Ogni passo che faccio mi crescono i dubbi, l'insicurezza. Ma questa cosa ho scelto di farla e non torno indietro. Devo parlare con mamma e papà, per Agata.

Perché se lo merita, perché mi ha permesso di accompagnarla in terapia oggi e quella fiducia che ha riposto in me non posso buttarla via.

Anche se mi sto letteralmente cagando in mano.
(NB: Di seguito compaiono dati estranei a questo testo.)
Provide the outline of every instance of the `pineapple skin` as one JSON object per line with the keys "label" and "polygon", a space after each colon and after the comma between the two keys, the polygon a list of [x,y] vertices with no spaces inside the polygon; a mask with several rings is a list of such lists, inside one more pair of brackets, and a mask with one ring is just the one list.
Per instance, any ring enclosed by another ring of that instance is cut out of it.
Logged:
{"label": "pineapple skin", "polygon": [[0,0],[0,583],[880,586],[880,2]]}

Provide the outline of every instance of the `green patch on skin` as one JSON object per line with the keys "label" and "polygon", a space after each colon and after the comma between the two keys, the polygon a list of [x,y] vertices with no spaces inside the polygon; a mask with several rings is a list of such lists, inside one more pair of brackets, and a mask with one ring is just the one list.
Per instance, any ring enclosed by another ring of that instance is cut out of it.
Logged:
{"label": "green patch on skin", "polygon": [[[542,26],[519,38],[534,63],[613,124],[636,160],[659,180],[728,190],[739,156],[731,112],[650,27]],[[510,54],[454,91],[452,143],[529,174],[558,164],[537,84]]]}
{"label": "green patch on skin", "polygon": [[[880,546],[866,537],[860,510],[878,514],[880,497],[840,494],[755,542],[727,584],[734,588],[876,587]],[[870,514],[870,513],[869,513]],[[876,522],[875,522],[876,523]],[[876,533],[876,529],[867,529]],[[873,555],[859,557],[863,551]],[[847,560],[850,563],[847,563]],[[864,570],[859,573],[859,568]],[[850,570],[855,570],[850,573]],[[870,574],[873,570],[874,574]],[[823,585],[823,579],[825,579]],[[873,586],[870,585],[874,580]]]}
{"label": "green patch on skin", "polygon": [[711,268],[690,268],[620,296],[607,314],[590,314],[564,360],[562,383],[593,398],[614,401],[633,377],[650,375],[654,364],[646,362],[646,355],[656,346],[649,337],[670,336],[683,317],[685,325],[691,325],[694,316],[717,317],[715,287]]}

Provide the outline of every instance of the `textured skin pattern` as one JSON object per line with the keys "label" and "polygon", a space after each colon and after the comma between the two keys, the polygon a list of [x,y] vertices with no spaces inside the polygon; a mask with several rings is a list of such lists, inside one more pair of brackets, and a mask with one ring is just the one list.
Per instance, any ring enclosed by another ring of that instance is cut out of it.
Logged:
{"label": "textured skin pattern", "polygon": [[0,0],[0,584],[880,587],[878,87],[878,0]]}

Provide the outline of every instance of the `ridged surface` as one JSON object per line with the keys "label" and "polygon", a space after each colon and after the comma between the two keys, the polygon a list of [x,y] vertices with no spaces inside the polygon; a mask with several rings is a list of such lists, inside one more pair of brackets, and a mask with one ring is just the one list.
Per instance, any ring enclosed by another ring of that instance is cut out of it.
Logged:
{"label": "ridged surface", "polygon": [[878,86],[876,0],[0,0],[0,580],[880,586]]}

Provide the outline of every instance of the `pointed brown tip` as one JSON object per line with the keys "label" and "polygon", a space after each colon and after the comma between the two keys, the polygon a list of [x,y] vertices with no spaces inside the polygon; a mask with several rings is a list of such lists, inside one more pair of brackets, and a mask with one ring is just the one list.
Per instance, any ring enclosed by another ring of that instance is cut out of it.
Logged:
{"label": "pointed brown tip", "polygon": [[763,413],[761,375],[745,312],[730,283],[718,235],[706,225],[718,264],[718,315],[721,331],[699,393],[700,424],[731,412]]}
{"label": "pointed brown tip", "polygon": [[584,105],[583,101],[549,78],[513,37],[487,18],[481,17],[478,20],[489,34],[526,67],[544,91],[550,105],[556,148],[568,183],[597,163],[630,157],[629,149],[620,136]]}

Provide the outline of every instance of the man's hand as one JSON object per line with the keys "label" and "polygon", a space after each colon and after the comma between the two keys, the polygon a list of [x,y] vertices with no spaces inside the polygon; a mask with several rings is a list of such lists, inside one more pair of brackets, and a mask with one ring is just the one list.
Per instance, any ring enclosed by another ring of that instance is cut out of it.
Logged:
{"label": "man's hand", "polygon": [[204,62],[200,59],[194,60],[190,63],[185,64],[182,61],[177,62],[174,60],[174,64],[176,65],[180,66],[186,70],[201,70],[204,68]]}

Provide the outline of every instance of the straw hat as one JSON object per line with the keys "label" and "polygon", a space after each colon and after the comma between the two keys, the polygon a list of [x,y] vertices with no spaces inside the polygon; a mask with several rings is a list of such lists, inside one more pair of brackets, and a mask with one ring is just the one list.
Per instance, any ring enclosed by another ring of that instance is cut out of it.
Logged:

Non mi ero mai reso conto che invertire i ruoli, in una famiglia, inverte anche qualcosa dentro di te.

Tocca a me fare il fratello maggiore per Agata. E non mi tiro indietro.

Lei gli ha già detto che probabilmente allenterà il lavoro perché vuole dare spazio alla passione per la fotografia naturalistica. Non ha avuto il coraggio di ammettere ai nostri genitori che vuole fare solo quello di professionale, che l'azienda non le importa, bensì la schiaccia, la asfissia. La odia. E la sta consumando, fuori e dentro. La sua pelle ne porta i segni e ancora a lungo ne porterà.

Ne faccio un altro paio anch'io e finalmente sono davanti alla camera loro. Li ho sentiti rincasare poco fa, devono essere entrambi là dentro adesso.

Ho promesso ad Agata che l'avrei aiutata e ora lo farò, cercherò di convincere mamma e papà a lasciare andare mia sorella per la sua strada, magari li aiuterò anche io, di quando in quando.

Sollevo il pugno per bussare, ma una voce supera lo stipite accostato e mi immobilizzo.

«Che senso ha se tutto questo non sarà loro un giorno?»

E c'è un singhiozzo, forte, soffocato dalla rigidità di mia madre, quella che si impone, così come di rimando fa Agata, avendo imparato da lei.

L'uscio è accostato, non chiuso, spingo appena per aprirmi uno spiraglio, ma il coraggio lo perdo e non riesco ad avanzare.

«Lo so, Rosa, lo so...» Mio padre sospira, con una pesantezza atroce.

I due si guardano adesso, la mamma ha il blazer in mano, papà i bottoni di un polsino sganciati. E si guardano, come se ci fossero solo loro e quel qualcosa che li sta distruggendo insieme.

«Voglio che siano felici...» sussurra mamma, appena udibile.

«Anche io.» Le fa eco papà.

«Ma se nessuno di loro due prenderà il nostro posto, dovremmo cedere alle pressioni di Giovanni Costa. Vuole l'azienda, ci sta col fiato sul collo da anni, ha tutto il consiglio dalla sua parte. Non accetterebbero in subentro nessun altro se non loro come nostra discendenza, io non-»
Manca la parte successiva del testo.